Übernachten im selbstentworfenen Biwak

Die Innenarchitekturstudentin Chelsea Tännler hat mit Kollegen der Architektur und der Gebäudetechnik ein Biwakzelt entworfen und unter freiem Himmel getestet.

An der Hochschule Luzern wird auf interdisziplinäres Arbeiten viel Wert gelegt. Im ‹Kontextmodul› wurden aus Teilnehmern unterschiedlicher Studiengänge 54 Projektgruppen gebildet. Unsere Aufgabe: Baut ein Biwak für eine Übernachtung unter freiem Himmel!

Ein Biwak aus einem sich wiederholendem Normteil.

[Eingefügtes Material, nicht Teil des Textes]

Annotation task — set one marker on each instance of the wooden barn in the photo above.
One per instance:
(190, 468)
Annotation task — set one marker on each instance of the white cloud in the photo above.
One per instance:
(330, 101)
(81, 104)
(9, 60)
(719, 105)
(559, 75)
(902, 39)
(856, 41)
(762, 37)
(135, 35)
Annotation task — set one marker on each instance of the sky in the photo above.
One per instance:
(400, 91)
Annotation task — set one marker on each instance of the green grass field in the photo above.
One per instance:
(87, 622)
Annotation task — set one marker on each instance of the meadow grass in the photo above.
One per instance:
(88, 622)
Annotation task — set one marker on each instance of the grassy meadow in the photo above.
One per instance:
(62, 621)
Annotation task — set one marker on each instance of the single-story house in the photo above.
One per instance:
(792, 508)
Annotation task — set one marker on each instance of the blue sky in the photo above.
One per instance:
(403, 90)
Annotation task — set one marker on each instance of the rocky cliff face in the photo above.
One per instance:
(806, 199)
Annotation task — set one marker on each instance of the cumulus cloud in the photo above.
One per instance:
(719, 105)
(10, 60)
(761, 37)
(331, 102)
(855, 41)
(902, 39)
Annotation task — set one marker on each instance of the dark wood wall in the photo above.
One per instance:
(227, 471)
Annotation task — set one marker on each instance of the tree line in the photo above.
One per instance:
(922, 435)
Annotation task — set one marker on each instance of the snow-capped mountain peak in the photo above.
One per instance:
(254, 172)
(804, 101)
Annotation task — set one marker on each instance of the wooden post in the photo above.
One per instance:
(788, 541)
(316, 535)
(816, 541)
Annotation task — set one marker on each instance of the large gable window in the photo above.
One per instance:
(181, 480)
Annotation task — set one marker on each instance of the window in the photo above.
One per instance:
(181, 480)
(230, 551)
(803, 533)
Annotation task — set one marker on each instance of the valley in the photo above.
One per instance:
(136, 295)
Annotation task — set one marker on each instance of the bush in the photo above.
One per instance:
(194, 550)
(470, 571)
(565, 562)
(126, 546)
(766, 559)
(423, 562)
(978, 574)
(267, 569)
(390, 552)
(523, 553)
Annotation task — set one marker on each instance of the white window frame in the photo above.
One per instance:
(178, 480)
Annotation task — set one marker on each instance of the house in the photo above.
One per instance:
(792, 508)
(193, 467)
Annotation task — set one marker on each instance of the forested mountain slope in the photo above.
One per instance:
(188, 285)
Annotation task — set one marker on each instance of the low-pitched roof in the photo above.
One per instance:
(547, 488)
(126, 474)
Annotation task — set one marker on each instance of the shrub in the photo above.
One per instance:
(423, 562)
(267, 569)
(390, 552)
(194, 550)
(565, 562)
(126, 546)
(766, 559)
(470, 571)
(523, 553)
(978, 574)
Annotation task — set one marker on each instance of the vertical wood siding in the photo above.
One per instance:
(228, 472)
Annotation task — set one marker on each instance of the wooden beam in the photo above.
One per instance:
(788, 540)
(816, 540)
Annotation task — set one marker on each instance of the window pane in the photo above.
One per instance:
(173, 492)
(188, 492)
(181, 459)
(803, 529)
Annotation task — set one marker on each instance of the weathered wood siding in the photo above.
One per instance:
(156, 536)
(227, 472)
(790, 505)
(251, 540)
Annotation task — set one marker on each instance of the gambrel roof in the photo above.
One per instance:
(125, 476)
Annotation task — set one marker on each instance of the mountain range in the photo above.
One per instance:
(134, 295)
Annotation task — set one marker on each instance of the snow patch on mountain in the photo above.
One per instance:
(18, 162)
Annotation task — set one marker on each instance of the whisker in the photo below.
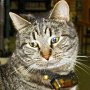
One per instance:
(81, 60)
(83, 56)
(82, 64)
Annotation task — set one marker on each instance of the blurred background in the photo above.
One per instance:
(79, 13)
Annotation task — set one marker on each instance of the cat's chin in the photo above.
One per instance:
(54, 65)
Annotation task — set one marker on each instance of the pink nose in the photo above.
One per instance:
(46, 55)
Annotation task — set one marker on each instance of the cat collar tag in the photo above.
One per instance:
(64, 81)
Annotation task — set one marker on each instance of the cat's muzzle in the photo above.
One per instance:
(64, 81)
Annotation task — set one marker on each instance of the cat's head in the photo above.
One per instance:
(48, 44)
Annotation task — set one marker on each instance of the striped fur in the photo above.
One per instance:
(41, 47)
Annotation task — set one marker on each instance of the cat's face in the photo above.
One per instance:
(50, 44)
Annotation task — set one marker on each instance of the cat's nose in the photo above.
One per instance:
(46, 54)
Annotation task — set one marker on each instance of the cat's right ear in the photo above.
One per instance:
(18, 21)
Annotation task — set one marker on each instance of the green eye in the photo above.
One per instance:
(34, 44)
(54, 40)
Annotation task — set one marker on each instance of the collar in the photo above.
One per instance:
(62, 81)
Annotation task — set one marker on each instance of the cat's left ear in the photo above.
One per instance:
(60, 11)
(18, 21)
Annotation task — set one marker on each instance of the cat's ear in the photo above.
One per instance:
(18, 21)
(60, 11)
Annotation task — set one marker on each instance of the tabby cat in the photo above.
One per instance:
(42, 49)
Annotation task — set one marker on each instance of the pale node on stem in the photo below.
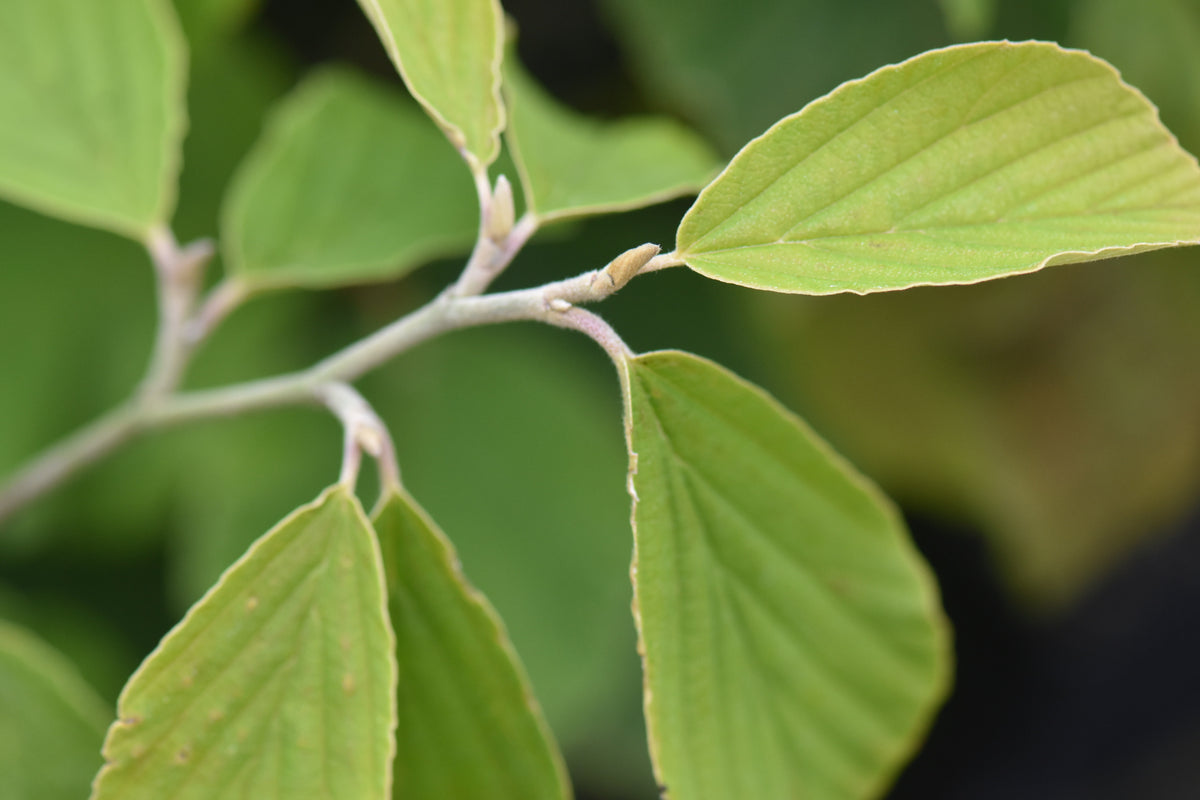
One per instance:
(553, 304)
(365, 432)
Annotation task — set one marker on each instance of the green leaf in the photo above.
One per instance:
(969, 19)
(279, 683)
(347, 185)
(469, 726)
(792, 637)
(449, 53)
(208, 20)
(573, 166)
(52, 722)
(1157, 48)
(94, 115)
(958, 166)
(538, 536)
(1013, 405)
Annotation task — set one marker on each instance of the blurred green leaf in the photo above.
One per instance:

Unsere Gruppe setzte sich aus zwei Gebäudetechnikstudenten, einer Architektin und einer Innenarchitektin zusammen. Unser Ziel war es, ein Biwak aus nur einem sich wiederholendem Normteil zu konstruieren. Aber wie sollte dieses Normteil aussehen? Die Idee kam mir beim täglichen Pendeln von der Ostschweiz nach Luzern. Ich habe einfach mal drauflos skizziert und herausgekommen ist - wie sie viele nennen - die ‹Birkenstockform›.

Das Biwakzelt im Modell.

Um die kreierten Normteile nun wie Module zusammenstecken zu können, besteht jedes Element aus drei Lagen Pappelsperrholz. Die äussere und innere Lage in der ‹Birkenstockform› und dazwischen ein Quadrat. Durch die Mehrlagigkeit entsteht eine Art Nut-Kamm-Verbindung. Um nun eine geeignete Biwak-Konstruktion zu erreichen, mussten die Normteile vorgebogen werden. Hierfür erstellten wir eine selbstgebaute Unterkonstruktion, in die wir die Normteile beim Zusammenleimen einspannten. Vorgebogen und in verschiedenen Farben gegen Witterung geölt konnte das Biwak für einen ersten Härtetest im Melchtal wie ein Puzzle aufgebaut werden. Der Test war ein Erfolg und das Biwak überzeugte in Design und Ausführung.